In SaaS, I believe roughly in Q4 we went through about a 50% multiple compression. I.e., valuations sort of fell by half. (Although it’s hard to see this from the headline #s around amounts raised, for the reasons noted below.)
And as part of that … VCs slowed down a lot. They didn’t rush as quickly.
But … there’s still tons of capital out there. Every VC firm has raised a new, larger fund in the past 6-15 months. It’s just a lull.
More importantly, what really happened is the bar went up for the same valuation at each phase.

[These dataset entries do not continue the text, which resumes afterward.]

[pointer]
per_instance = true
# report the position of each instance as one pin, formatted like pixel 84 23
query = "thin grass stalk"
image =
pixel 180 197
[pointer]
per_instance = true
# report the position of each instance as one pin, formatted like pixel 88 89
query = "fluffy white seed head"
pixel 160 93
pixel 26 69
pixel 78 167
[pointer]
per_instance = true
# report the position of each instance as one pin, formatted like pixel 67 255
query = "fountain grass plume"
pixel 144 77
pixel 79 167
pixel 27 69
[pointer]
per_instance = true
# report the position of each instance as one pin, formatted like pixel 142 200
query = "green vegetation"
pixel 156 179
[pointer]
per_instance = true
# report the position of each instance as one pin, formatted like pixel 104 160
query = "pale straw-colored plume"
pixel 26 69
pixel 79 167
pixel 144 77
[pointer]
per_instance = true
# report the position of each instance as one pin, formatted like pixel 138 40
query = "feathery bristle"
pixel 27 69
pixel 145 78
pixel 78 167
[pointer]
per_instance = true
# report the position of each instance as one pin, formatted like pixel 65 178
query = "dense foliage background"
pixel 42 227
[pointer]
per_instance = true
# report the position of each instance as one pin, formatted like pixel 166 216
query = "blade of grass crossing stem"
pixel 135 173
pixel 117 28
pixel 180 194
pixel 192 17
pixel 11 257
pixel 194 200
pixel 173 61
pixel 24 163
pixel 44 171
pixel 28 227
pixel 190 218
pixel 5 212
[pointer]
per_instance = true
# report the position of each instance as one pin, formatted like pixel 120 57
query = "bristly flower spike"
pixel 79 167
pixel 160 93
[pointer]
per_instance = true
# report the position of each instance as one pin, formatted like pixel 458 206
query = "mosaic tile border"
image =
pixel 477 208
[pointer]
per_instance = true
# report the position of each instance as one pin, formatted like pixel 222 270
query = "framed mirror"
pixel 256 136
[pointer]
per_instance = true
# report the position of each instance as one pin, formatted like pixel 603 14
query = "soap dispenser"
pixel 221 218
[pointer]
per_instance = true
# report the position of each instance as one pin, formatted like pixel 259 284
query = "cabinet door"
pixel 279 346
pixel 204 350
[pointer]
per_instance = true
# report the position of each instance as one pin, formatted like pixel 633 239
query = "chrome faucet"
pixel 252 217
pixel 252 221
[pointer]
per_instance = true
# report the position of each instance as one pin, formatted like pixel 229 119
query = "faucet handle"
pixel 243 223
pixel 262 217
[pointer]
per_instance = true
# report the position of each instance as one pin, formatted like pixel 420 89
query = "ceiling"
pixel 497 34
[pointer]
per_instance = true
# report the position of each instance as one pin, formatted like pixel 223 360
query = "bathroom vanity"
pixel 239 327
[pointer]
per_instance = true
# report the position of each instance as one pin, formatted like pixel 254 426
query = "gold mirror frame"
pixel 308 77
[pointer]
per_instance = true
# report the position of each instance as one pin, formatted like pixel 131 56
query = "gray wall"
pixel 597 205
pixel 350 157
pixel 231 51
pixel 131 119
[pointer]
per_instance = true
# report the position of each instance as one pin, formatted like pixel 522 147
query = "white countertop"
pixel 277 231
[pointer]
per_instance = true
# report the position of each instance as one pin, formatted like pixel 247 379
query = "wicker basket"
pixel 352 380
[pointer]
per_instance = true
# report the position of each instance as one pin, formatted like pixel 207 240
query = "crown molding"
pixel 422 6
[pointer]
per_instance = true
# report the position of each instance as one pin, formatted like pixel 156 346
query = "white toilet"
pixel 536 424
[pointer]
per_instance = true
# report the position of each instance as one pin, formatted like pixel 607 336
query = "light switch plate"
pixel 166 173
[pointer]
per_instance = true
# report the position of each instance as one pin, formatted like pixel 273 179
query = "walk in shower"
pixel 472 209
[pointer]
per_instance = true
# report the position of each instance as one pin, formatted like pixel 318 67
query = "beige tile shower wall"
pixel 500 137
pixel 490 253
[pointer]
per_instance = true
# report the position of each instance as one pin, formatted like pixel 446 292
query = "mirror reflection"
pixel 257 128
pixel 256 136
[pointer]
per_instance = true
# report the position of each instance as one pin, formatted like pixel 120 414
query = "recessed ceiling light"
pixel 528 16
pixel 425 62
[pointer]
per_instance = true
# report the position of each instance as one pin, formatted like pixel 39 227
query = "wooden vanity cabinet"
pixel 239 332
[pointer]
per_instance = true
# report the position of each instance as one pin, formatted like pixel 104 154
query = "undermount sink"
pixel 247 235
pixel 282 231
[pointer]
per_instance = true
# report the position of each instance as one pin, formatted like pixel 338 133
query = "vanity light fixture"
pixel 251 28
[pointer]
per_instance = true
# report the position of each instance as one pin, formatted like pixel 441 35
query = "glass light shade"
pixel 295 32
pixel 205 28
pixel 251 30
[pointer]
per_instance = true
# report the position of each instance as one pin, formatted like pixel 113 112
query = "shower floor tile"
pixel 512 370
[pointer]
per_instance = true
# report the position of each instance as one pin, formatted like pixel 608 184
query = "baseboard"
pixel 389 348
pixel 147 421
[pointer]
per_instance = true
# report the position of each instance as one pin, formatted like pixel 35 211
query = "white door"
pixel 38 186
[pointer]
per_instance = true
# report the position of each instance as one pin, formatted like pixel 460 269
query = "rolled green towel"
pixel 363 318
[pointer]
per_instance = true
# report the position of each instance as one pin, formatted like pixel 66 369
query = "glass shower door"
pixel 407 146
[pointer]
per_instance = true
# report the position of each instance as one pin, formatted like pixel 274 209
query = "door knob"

For example, in the summer, if you were Hot … to do a Hot SaaS Series A, you might need $1-$1.5m ARR growing 15% Month-over-Month or faster, to raise say an $8m+ Series A.
As you can see on Nasdaq, things peaked at a local maximum around July:
And then … things got choppy.
So today, you might need $2.5m ARR to achieve the same valuation you could have gotten in July at $1.25m ARR. You’ll still get the $8m round done, at the same pre-money … you just may need as much as 2x the revenues to get that valuations. And it may take a little longer. Because VCs feel like they have more time.
That a 50% multiple compression in the early-ish stage VC markets for SaaS. And as a cohort, public market comps have fallen over that time frame as well.
The multiples may re-expand at any time, however 🙂
And … look at the #1 market cap in SaaS … Salesforce. It’s done just fine since the summer:
So some of this drama is a little made up IMHO. At least a little tiny bit of it.